Without an explicit guarantee that the function is incremental, we can't 
do anything here. But we can just add another constructor to that effect 
if we turn  ListTo  into a GADT:

     data ListTo a b where
         CaseOf   :: b ->  (a -> ListTo a b)  -> ListTo a b
         Fmap     :: (b -> c) -> ListTo a b   -> ListTo a c

         FmapCons :: b -> ListTo a [b] -> ListTo a [b]

The interpretation for this case is given by the morphism

     interpret (FmapCons x g) = fmap (x:) $ interpret g

and sequential composition reads

     -- sequential composition
     -- interpret (a <. b) = interpret $ interpret a <$> b
     (<.) :: ListTo b c -> ListTo a [b] -> ListTo a c
     (CaseOf _ cons) <. (FmapCons y b) = cons y <. b
     (Fmap f a)      <. (FmapCons y b) = Fmap f     $ a <. (FmapCons y b)
     (FmapCons x a)  <. (FmapCons y b) = FmapCons x $ a <. (FmapCons y b)
     a <. (CaseOf nil cons) = CaseOf (interpret a nil) ((a <.) . cons)
     a <. (Fmap f b)        = fmap (interpret a . f) b

Of course, the identity has to be redefined to make use of the new guarantee

     idL :: ListTo a [a]
     idL = caseOf [] $ \x -> FmapCons x idL

I'm going to omit the new definition for the applicative instance, the 
full code can be found here:


With all these combinators in place, even examples like

     liftA2 (,) (andL <. takeL 3) (andL <. idL)

should work as expected.

While nice, the above solution is not perfect.

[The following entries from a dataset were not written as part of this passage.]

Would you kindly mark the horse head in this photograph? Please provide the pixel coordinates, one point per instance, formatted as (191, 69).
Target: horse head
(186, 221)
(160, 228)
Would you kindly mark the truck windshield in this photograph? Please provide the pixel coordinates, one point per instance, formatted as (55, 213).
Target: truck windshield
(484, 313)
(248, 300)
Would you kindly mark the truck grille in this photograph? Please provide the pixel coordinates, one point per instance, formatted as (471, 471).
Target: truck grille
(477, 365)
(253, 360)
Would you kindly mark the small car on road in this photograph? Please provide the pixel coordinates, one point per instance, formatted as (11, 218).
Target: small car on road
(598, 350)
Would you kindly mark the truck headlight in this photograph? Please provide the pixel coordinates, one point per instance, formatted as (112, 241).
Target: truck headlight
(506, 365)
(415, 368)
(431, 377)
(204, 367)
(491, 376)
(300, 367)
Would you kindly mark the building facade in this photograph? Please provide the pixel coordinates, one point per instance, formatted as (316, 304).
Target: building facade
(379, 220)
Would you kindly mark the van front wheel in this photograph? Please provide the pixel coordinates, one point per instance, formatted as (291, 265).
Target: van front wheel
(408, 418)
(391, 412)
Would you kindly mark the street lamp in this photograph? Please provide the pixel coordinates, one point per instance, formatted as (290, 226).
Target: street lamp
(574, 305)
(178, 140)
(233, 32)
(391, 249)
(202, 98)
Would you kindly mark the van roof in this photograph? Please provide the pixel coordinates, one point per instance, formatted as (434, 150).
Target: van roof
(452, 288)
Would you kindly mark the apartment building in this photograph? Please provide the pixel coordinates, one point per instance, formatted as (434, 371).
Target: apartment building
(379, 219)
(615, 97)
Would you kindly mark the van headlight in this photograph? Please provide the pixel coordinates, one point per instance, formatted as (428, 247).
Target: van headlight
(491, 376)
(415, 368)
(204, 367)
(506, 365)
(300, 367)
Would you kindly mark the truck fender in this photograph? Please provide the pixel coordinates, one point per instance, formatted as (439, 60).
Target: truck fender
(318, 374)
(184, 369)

One thing we can do with 
  ListTransformer  type is to perform an apply first and then do a 
sequential composition.

     a <. (b <*> c)

This only works because the result of  <*>  is already zipped.

And there is an even more worrisome observation: all this work would 
have been superfluous if we had *partial evaluation*, i.e. if it were 
possible to evaluate expressions like  \xs -> f (4:xs)  beneath the 
lambda. Then we could dispense with all the constructor yoga above and 
simply use a plain

      type ListTo a b = [a] -> b

with the applicative instance

      instance Applicative (ListTo a) where
          pure b = const b
          (f <*> x) cs = case cs of
              []     -> f [] $ x []
              (c:cs) -> let f' = f . (c:); x; = x . (c:) in
                        f' `partialseq` x' `partialseq` (f' <*> x')

to obtain space efficient parallel and sequential composition. In fact, 
by using constructors, we are essentially doing partial evaluation by hand.